[dorkbotatl-announce] Wed 1/16 @ 7 pm: dorkbot art and technology
forum featuring Nick Didkovsky
Jason Freeman
jason.freeman at music.gatech.edu
Wed Jan 9 17:08:13 EST 2008
The Atlanta chapter of dorkbot, the international forum dedicated to
art, technology, and "people doing strange things with electricity,"
holds its first meeting of 2008 next Wednesday, January 16th, at 7 pm,
in the Couch Building (room 207) at Georgia Tech.

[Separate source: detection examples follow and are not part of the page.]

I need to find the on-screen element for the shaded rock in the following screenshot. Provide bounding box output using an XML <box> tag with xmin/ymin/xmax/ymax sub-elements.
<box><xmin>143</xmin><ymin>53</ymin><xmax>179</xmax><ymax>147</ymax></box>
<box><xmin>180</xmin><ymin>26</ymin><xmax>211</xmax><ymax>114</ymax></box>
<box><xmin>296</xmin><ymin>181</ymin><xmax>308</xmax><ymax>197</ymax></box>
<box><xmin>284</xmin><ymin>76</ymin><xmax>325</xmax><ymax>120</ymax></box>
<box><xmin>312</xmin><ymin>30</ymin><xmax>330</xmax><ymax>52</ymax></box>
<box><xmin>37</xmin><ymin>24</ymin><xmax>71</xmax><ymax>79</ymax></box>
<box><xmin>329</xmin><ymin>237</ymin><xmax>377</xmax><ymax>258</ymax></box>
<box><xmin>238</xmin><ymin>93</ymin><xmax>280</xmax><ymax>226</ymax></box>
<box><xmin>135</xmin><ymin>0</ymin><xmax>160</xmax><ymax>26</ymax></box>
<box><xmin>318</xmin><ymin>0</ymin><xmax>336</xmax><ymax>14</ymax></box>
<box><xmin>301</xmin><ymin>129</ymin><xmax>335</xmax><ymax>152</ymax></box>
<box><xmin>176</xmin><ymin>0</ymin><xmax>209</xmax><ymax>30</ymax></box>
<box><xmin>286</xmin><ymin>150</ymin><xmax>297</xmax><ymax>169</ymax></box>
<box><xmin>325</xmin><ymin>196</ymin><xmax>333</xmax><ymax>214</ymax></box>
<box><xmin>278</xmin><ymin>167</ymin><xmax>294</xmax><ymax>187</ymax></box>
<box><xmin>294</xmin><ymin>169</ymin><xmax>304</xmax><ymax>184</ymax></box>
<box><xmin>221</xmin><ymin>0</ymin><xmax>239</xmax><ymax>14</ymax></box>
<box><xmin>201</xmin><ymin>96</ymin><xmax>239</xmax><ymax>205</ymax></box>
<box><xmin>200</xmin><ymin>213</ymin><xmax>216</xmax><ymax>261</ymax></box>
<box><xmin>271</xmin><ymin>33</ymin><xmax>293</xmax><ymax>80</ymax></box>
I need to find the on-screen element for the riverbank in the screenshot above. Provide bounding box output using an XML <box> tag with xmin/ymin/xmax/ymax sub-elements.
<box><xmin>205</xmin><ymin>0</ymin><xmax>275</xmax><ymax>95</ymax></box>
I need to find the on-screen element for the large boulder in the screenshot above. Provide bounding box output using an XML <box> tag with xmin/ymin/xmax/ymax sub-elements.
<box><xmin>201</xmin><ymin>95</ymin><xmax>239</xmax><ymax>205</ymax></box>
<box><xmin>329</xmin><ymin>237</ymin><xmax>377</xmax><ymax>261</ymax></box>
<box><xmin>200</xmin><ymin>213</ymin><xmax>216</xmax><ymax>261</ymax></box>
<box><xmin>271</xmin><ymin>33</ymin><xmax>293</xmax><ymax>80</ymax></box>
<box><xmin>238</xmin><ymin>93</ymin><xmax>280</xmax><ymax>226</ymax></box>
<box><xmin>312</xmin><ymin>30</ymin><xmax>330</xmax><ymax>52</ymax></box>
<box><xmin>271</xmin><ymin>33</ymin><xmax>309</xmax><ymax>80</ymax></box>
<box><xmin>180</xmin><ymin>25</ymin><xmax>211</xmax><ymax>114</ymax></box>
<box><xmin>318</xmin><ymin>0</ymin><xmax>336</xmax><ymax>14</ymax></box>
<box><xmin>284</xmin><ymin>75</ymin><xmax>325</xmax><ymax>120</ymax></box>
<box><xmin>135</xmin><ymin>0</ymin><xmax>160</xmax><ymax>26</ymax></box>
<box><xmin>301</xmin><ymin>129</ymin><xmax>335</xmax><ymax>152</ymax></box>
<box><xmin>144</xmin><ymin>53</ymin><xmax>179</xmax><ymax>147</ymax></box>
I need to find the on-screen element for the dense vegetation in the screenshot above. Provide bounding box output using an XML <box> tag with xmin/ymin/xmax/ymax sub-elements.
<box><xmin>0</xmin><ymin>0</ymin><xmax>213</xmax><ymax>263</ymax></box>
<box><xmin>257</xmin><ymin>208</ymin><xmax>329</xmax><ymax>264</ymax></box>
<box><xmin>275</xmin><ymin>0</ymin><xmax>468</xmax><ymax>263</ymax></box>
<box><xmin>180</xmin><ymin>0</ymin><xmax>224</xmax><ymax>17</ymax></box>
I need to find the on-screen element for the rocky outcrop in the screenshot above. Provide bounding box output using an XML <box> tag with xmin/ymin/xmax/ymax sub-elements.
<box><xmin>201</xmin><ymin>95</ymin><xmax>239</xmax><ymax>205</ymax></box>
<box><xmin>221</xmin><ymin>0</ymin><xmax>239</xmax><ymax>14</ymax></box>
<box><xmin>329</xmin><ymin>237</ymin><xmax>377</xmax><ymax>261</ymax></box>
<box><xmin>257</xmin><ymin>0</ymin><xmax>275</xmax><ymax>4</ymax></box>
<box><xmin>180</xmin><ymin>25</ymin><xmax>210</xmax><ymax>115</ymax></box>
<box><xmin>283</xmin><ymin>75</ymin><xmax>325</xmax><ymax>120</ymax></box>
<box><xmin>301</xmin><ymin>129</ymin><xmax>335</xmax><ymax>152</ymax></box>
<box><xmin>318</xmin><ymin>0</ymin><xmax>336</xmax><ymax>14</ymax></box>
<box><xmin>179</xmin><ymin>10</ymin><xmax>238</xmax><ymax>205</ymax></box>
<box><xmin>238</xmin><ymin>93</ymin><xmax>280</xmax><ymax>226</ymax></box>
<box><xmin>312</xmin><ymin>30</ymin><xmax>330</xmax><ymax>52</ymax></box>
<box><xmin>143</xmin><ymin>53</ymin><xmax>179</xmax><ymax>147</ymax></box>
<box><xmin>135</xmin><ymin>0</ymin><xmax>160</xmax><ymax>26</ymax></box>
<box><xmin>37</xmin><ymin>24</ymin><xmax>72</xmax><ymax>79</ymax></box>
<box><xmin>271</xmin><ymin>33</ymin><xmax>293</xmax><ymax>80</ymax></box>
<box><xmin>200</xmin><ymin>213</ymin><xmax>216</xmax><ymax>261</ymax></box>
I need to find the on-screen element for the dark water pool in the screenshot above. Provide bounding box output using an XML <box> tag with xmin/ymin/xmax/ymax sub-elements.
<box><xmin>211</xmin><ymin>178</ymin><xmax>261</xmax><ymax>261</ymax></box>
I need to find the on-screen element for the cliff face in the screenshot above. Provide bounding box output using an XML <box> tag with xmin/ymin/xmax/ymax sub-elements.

More information about dorkbot, including directions, is available at:
http://dorkbot.org/dorkbotatl/
This meeting features composer, guitarist, and software programmer
NICK DIDKOVSKY presenting MetaSection Piece Generator, a program that
composes music for live ensemble. Nick will discuss and demonstrate
his unique approach to algorithmic composition, joining us via
videoconference from New York.
Nick Didkovsky is a guitarist, composer, and software programmer. In
1983, he founded the avant-rock septet Doctor Nerve. He presently
resides in New York City, where he composes, creates music software,
and teaches computer music composition. He is the principle author of
the computer music language Java Music Specification Language and uses
it to teach at New York University and Columbia University. He is
director of bioinformatics for the Gensat project at The Rockefeller
University.
Didkovsky’s work with Doctor Nerve joins the furious energy of rock
with intricate composition, some of which finds its origins in rich
software systems of his own design. His non-didactic approach to
combining human and machine creativity is his unique fingerprint in a
musical world that pushes the boundaries of rock music, algorithmic
composition, and contemporary music.
Didkovsky has also composed music for Bang On A Can All-Stars,
Meridian Arts Ensemble, Fred Frith Guitar Quartet, California EAR
Unit, New Century Players, Either/Or, ARTE Quartett, Downtown
Ensemble, and others. His works are available on CD and online; recent
releases include “Ice Cream Time” for ARTE Sax Quartett, Tom Dimuzio,
and Didkovsky (New World Records 80667), “Tube Mouth Bow String, music
for electric guitar, computer, live electronics, and string
quartet” (Pogus Productions 21042-2), and “Swim This – Gerry
Hemingway, Michael Lytle, and Nick Didkovsky”, released on his own
Punos Music label.
With Phil Burk, Didkovsky created JMSL (Java Music Specification
Language), a language for computer music composition written in the
Java programming language. JMSL was premiered at Circuits: The
Governor’s Conference on Arts and Technology, in Palisades, NY in
March, 1998. In 2003, Minnesota Public Radio commissioned a JMSL
version of Henry Cowell & Leon Theremin’s historical electronic music
instrument, the Rhythmicon (1930), which can be performed at www.musicmavericks.org/rhythmicon
. Didkovsky recently premiered a new composition for four tabletop
electric guitarists following a real-time score generated by JMSL, at
the Music in the Global Village conference in Budapest, which featured
Keith Rowe, Hans Tammen, Erhard Hirt, and Didkovsky.
His online interactive musical works are available at
www.punosmusic.com . Pieces include “Music for Hot Spots” where the
user is instructed to “Put on your headphones, turn on your laptop's
mic, and listen. Music for Hotspots dramatically alters the sound of
your environment.”
On February 12th, Georgia Tech's ensemble-in-residence, Sonic
Generator, will perform Didkovsky's Rain on a Frail Cutie. More
information on that concert is available at http://www.sonicgenerator.gatech.edu
The Atlanta chapter of Dorkbot is sponsored by the Music Department in
the College of Architecture at Georgia Tech.